La diferencia entre André Ovredal, firmante de estas “Historias de miedo para contar en la oscuridad” que tanto eco literario alcanzaran a comienzos de los 80 bajo la pluma de Alvin Schwartz (es importante el dato… y ténganse igualmente en cuenta los dibujos de Stephen Gammell que acompañaban el volumen inicial y sus dos secuelas), y Guillermo del Toro, productor y guionista/argumentista en esta ocasión, es la existente entre un aplicado y eficiente cineasta (“La autopsia de Jane Doe” y “Troll hunter”) y otro sencillamente genial.
Este fue un proyecto inicialmente emprendido por del Toro, el cual debido a otros compromisos inmediatos o preferentes acabaría pasando los trastos direccionales a Ovredal. Y aunque el noruego se muestra elegante y preciso en varios tramos del relato, carece de la chispa y la desbordante creatividad del mejicano.
La historia transcurre en la noche de Halloween de 1968, a cinco días de las elecciones presidenciales que ganaría Richard Nixon. El dato no es baladí y a continuación explico sintéticamente la razón. Lo que describe de fondo es un país racista y dividido –como ahora- por la guerra de Vietnam y por un pernicioso dogmatismo (“los dogmas me aterran” ha afirmado el responsable de la maravillosa y justamente oscarizada “La forma del agua”) que flota en el ambiente.
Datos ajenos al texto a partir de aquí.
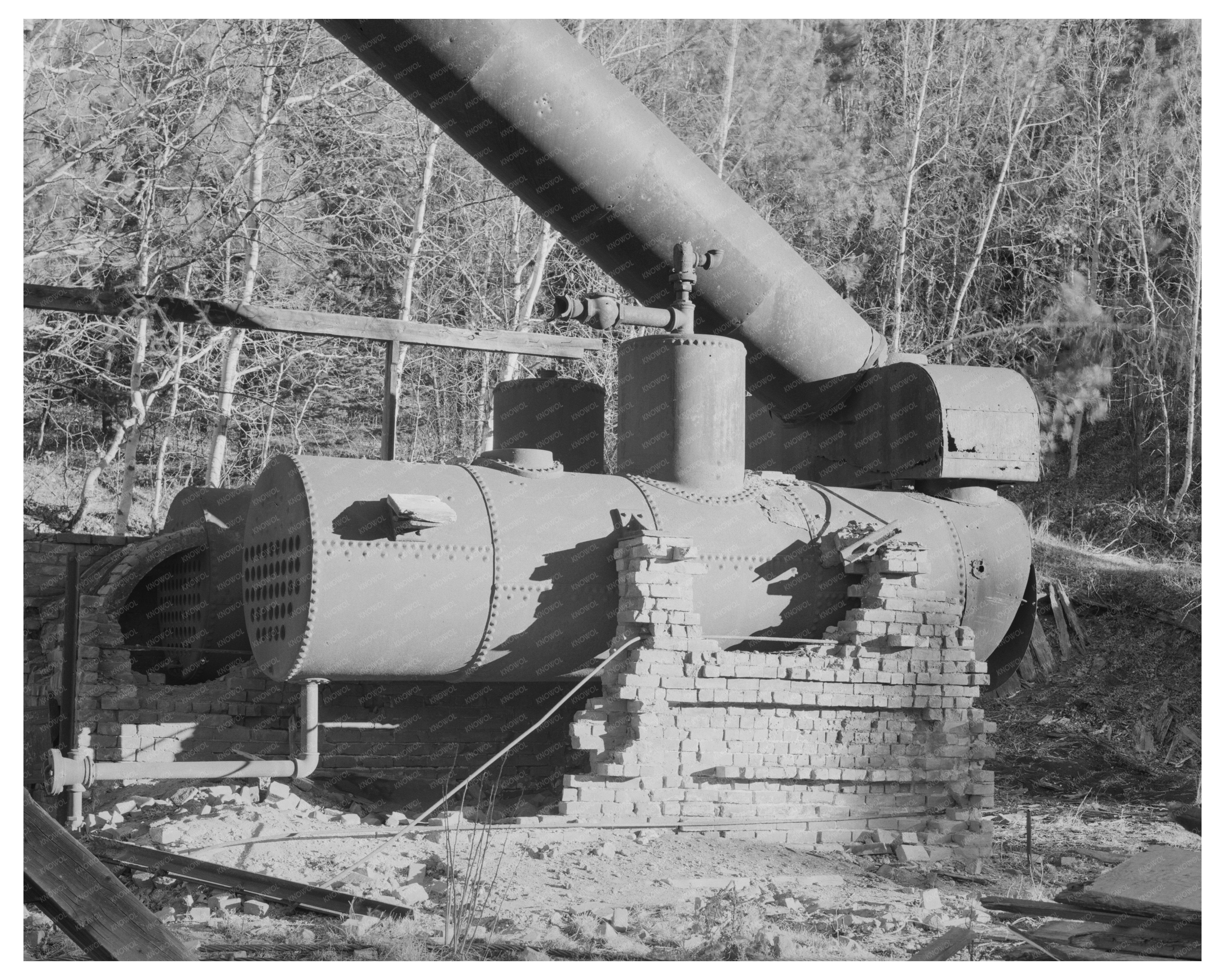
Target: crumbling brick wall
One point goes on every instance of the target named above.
(829, 740)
En este aspecto supone una ocasión desaprovechada para que ese carácter social latente en su vientre hubiera sido desarrollado con más fuerza, profundidad o contundencia. De todas formas, queda claro que las intenciones están ahí y no resultan desdeñables, tal como también deja patente el hecho de que el protagonista sea un “espalda mojada” que huye de una patriótica responsabilidad, y sobre todo después de la horrenda masacre real vivida días antes de su estreno en El Paso.
Lo que sí queda meridianamente diáfano es ese tópico más que contrastado de que los peores monstruos son los generados por el propio ser humano y algunas de sus más abyectas expresiones, como el racismo.
En cualquier caso, queda patente ese gratificante cine de terror que defendemos tantos por resultar cicatrizante, revelador o incluso metafórico. De ahí ese sugerente inicio en que se nos pone en situación con esa voz en off que señala el poder de herir o sanar de las historias.
Llegado a este punto conviene destacar varias referencias del género a las que alude, que van desde clásicos incontestables como “Al final de la escalera” por aquello de los espectros heridos y vengativos, el inevitable Stephen King con esa descripción de villorrios propias del autor de Maine, hasta otras más actuales como la felizmente referencial “Stranger things”, o auto referenciales, algo que viene determinado por esa galería de monstruos, entre faunos y viscosos (a cuya cabeza sitúese a Jangly Man) marca de la casa del alentador de este proyecto.
Lástima que todo ello y los propios segmentos expuestos carezcan a veces de una unidad, de una uniformidad y parezca que vayan por libre… por muy bien elaborados que se encuentren los efectos especiales, comenzando por ese repelente espantapájaros humano. Lo cual no es óbice para reconocer el tono bizarro de sus criaturas, aunque el verdadero miedo suscitado resultaría más cuestionable.
En cambio, me gusta mucho cómo está descrita la relación de la pareja protagonista, que no cae en gazmoñerías ni en un sentimentalismo fácil, de besitos y cuchipandas, sino en una bonita y sentida amistad. Está muy lograda. Muy bien por quien la perfilara así y por sus actores protagonistas, Zoe Margaret Colletti (Stella Nicholls) y Michael Garza (Ramón Morales).
Como sagazmente ha señalado el colega de Variety, Owen Gleiberman, es posible que sientan que “las historias se suman a su propia ZONA CREPUSCULAR privada, para ser consumidas con una linterna bajo las sábanas”.
También el ambiente, de vocación gótica, sobre todo en su parte final, aunque en algún momento Francis Bacon tendría algo que decir al respecto, está bastante conseguido, con algún que otro momento a lo “Cumbre Escarlata”, como esa casa encantada o maldita de la familia Bellows. Hay que ponerlo en considerable medida en el plausible haber del director de fotografía Roman Osin, con el que Ovredal había trabajado en la ya citada y francamente notable “La autopsia de Jane Doe”.
Permítanme que finalice con unas palabras del propio del Toro que tal vez podrían clarificar la esencia de lo contemplado en pantalla: “Tenemos que ser raros, ir a lo más profundo de nuestro interior. Sólo si somos honestos y auténticos con nuestras almas nos mereceremos ser quien realmente somos”.